After a brief moment of clarity, I was finally able to envision how to make a bracket to mount a (cheap Chinese) dial indicator on my lathe to measure travel of the carriage. I have wanted to do this forever to get repeatability in my small projects.
I leveraged the T-tracks on the lathe headstock, with square nuts to hold the mounting plate secure. The three-bolt design allows me to slide the plate about 1-1/4" in either direction while still leaving two bolts engaged in the track. The thin plate (RHS of photo) replaces the back of the dial indicator (which previously had a big honkin’ lug) with a laser-cut gasket/shim inside the back of the indicator.
The project required the bandsaw, Bridgeport, and the new shear. All of these required either refresher or downright new instruction - so many thanks to @TBJK, @Photomancer, Stacy, and several other people who helped me a bunch! We did, however, prove that the new shear requires two Chris-units of force - jumping on it with all my weight was insufficient to shear 14 gauge (1/16") aluminum sheet
The most amazing part was that it assembled and worked as expected the first time.
I have a project in backlog that requires this set-up, so now I can move on to making small wonders.
A small quasi-gauge R&R study was done on the Z-axis of the Bridgeport in the milling of the aluminum plate.
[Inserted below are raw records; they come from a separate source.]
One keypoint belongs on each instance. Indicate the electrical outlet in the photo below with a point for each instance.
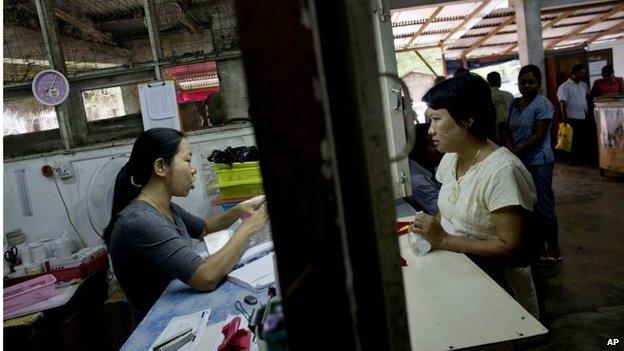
(65, 170)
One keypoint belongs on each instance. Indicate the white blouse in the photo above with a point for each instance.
(498, 181)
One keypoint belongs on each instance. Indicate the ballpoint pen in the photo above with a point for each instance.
(176, 341)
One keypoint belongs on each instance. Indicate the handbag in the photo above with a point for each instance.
(564, 137)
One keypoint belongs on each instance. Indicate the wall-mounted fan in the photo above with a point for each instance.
(101, 192)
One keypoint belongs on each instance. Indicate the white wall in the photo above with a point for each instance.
(49, 219)
(618, 54)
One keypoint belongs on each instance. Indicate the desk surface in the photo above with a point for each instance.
(450, 302)
(180, 299)
(453, 304)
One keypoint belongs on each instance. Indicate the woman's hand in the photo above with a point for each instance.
(257, 221)
(248, 207)
(430, 228)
Plus, an idea for an adjustable magnetic secondary vertical band-saw fence was also conceived. So good things also accrued to Machine Shop from this project.
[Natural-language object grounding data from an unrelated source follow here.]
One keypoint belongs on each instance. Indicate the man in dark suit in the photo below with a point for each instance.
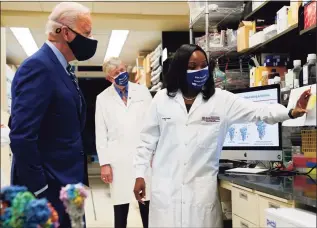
(48, 110)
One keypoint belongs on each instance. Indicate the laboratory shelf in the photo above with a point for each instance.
(267, 10)
(311, 30)
(276, 43)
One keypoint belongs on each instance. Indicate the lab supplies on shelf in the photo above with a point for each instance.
(310, 15)
(219, 42)
(282, 19)
(156, 67)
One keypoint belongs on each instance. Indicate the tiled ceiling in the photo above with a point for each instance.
(145, 20)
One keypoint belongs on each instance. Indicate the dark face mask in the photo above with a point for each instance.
(82, 47)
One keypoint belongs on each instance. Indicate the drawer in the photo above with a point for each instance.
(245, 204)
(238, 222)
(265, 203)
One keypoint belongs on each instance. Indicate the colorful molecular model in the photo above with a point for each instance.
(19, 208)
(261, 129)
(231, 133)
(73, 197)
(244, 131)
Finally finished the shelving unit at my apartment. 13" wide shelves mounted on 3/4" black metal pipe. The pipe was acetone cleaned and painted with hammered paint. The holes in the boards were CNC cut / counter sunk to allow a large washer to disperse some of the force at the hold points. Also used an anchor on each shelf for extra stability, but it’s more to keep things level and against the wall than load bearing. Boards are lightly stained red oak. And finished out to about 13/16" thick.
Boycotting the DMS Github site (Dallas Makerspace · GitHub)?
Looks good, Ian.
Question: Did you use (tapered) pipe threads for your threaded connections?
I’ve found them to be problematic where precision is concerned.
Wuz wondering how you dealt with the imprecision, if that is what you used.
Oldpro
From : Jewelry/Small Metals
Enameling - Sgraffito & Stamped designs workshop
Here is a picture of my (Kati) demo samples and pictures of folks pieces from the class today
Got some 6 and 4 ft slings for use when lifting things
Used them for a bad idea I had for load testing bearings, ended up using press instead of trying to use 1 ton crane scale and anchoring to dead weight
Ha! It looked like the beginning of a pumpkin harness until I scrolled down the photo a little bit.
I did. I just bought 18" sections at Home Depot (and the connectors as needed). Most of them were pretty close; close enough to throw some threadlock on them without having to totally sinch them down. However by the top shelf I was out of adjustment on the right side and had to add another washer to keep things level.
I made a stamp-alignment jig for leather stamps. I’ve added it to the stamp box for the Leatherworking SIG.
Lasercut acrylic and a 3d printed knob.